离近了一看,还是早上那位说书先生。
“朋友,醒醒。”
说书先生睁开眼睛,赶紧坐起身子:“你回来了,我,我是来避雨的,就是避雨呀。”
“是,今天雨挺大。”
真一上午根本没下雨,张来福也没打算把话说破,他正准备进门,忽听说书先生道:“刚才来了个送甜水的,我看缸里快没水了,就买了几桶的。”
缸里没水了……
张来福这才意识到一件事,他们走的时候没锁门。
他这一身家当都带在身上,没锁门也不打紧,就是不知道黄招财丢没丢东西。
这个说书先生肯定不是贼,张来福回头问道:“给你添麻烦了,花了多少钱?”
“一点小钱,不值一提的,甜水三文钱一桶,一共买了六桶,才不到两个大子儿。”
“辛苦了。”张来福掏了三个大子儿给说书先生,说书先生连连摆手:“没花这么多的。”“收下吧。”张来福把钱塞给了说书先生,问了一句,“你是说书的吗?”

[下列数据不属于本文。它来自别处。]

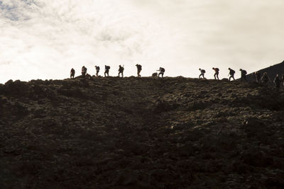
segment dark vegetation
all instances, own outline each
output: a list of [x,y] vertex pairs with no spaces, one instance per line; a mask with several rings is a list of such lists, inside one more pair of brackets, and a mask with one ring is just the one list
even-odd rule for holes
[[283,188],[284,93],[182,77],[0,85],[1,188]]

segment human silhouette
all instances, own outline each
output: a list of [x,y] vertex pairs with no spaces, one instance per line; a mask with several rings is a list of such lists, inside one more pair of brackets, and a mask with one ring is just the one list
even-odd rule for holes
[[246,81],[246,71],[242,69],[240,69],[241,71],[241,81]]
[[111,69],[111,67],[104,65],[104,76],[106,76],[106,74],[107,74],[107,76],[109,76],[109,72],[110,69]]
[[215,71],[215,74],[214,74],[214,78],[215,78],[215,79],[219,80],[219,68],[213,67],[212,69]]
[[203,77],[203,79],[204,79],[204,74],[205,74],[205,70],[204,69],[202,69],[201,68],[200,68],[200,71],[201,72],[200,76],[198,77],[199,79],[200,79],[201,76]]
[[70,78],[74,78],[75,75],[75,70],[73,68],[72,68],[70,71]]
[[231,81],[231,78],[232,78],[234,80],[235,80],[235,78],[234,77],[234,76],[236,71],[231,68],[229,68],[228,69],[229,70],[228,76],[230,75],[230,76],[229,77],[229,81]]
[[142,66],[140,65],[140,64],[137,64],[136,66],[136,67],[137,67],[137,76],[138,76],[138,77],[141,77],[141,75],[140,75],[140,72],[141,72]]
[[124,67],[119,65],[119,77],[120,76],[120,74],[121,74],[121,77],[124,77]]
[[96,68],[96,76],[99,76],[99,67],[95,66],[95,68]]

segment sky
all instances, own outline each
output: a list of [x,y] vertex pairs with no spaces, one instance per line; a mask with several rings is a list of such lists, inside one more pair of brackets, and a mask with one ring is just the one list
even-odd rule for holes
[[283,0],[0,0],[0,83],[116,76],[212,79],[284,59]]

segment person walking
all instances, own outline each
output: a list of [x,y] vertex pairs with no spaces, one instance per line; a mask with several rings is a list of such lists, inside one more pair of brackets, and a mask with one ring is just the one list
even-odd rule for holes
[[96,76],[99,76],[99,67],[95,66],[96,68]]
[[246,80],[246,71],[242,69],[240,69],[241,71],[241,81],[247,81]]
[[212,69],[215,71],[215,74],[214,74],[214,78],[219,80],[219,68],[213,67]]

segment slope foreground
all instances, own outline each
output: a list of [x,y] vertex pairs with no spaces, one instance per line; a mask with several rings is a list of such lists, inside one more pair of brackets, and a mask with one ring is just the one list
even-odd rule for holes
[[239,81],[10,81],[1,188],[280,188],[283,107]]

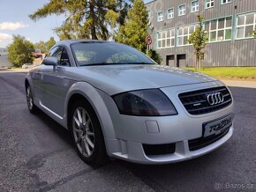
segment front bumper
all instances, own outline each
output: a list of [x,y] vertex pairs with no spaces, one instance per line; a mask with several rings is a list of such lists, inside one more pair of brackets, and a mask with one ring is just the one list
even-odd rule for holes
[[[162,91],[170,99],[178,114],[162,117],[115,116],[115,139],[105,139],[108,154],[131,162],[141,164],[166,164],[193,159],[223,144],[233,134],[233,125],[229,131],[214,143],[200,148],[190,150],[189,141],[200,138],[203,135],[202,124],[231,114],[233,104],[221,110],[200,115],[187,113],[177,95],[180,92],[204,89],[210,86],[222,86],[220,82],[184,86],[166,87]],[[117,109],[112,107],[112,114],[117,115]],[[148,122],[149,126],[148,126]],[[154,123],[154,128],[151,127]],[[153,123],[153,124],[154,124]],[[175,151],[169,154],[147,155],[143,144],[175,144]]]
[[155,156],[147,156],[144,152],[141,143],[130,141],[124,142],[122,140],[107,140],[106,142],[110,142],[111,144],[120,144],[123,146],[123,150],[124,149],[124,151],[112,153],[112,156],[117,159],[139,164],[168,164],[188,160],[211,152],[229,140],[229,138],[232,136],[233,131],[234,128],[230,127],[228,134],[226,134],[223,137],[200,150],[193,151],[190,151],[188,140],[184,140],[175,144],[176,151],[174,153]]

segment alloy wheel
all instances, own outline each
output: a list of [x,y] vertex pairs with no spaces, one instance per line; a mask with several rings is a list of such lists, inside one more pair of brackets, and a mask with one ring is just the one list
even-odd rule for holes
[[83,107],[75,109],[72,117],[75,143],[83,156],[89,158],[94,150],[94,131],[92,120]]

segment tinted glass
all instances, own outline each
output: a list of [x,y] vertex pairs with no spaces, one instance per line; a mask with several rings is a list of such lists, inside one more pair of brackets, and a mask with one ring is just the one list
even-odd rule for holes
[[71,45],[79,66],[154,63],[129,46],[114,42],[77,42]]

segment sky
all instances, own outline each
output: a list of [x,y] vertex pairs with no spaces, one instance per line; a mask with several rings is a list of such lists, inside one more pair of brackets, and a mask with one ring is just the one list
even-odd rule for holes
[[0,0],[0,48],[12,41],[12,34],[20,34],[33,43],[48,41],[53,36],[58,41],[53,29],[60,26],[64,16],[48,16],[33,21],[28,15],[47,4],[49,0]]

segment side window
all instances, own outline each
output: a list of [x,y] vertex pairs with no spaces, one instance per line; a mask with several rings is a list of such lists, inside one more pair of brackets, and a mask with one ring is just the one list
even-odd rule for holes
[[57,59],[57,65],[60,65],[62,49],[62,48],[58,48],[52,55]]
[[62,66],[71,66],[69,55],[65,48],[62,49],[62,55],[60,58],[60,65]]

这人的穿着打扮和说书先生很像,但口音有点特殊,张来福以为他是用方言说评话的。
“是说书的!”说书先生用力点头,“你听我口音可能不太正哈,我真是说书的,我有师承的。”“你在哪个地方说书,改天我捧场去。”难得张来福说了句客气话。
没想到这句话还问在了痛处上,说书先生支支吾吾半天,一脸尴尬的说道:“我,我还没找到合适的地方……
“那咱们改天再见。”张来福没再多问,推门进了院子。
“好,好啊,改天再见。”说书先生低着头,背着包袱走了。
张来福回到屋子里,拿出胭脂盒,准备开碗。
他先拿一瓶牡丹香的胭脂水倒进胭脂盒里,胭脂水在碗底晃荡,不冒烟,不冒泡,看似和这只碗没缘分。
他把剩下的胭脂粉、胭脂饼,胭脂糕一样一样往里加,胭脂混在一团,都成了糊糊,胭脂盒稳如泰山,完全没有反应。
看来这只碗想要的不是胭脂,那胭脂盒到底该用什么做土?
张来福想了好半天,想不出个门道,他正准备用闹钟试试,忽听门外有人喊道:“要甜水吗,三文一桶,五文一挑!”
甜水不是送过了吗?
张来福把胭脂盒和买来的胭脂全都收进了木盒子里,走到了院子,看到院墙外边站着一个人。“送水的?”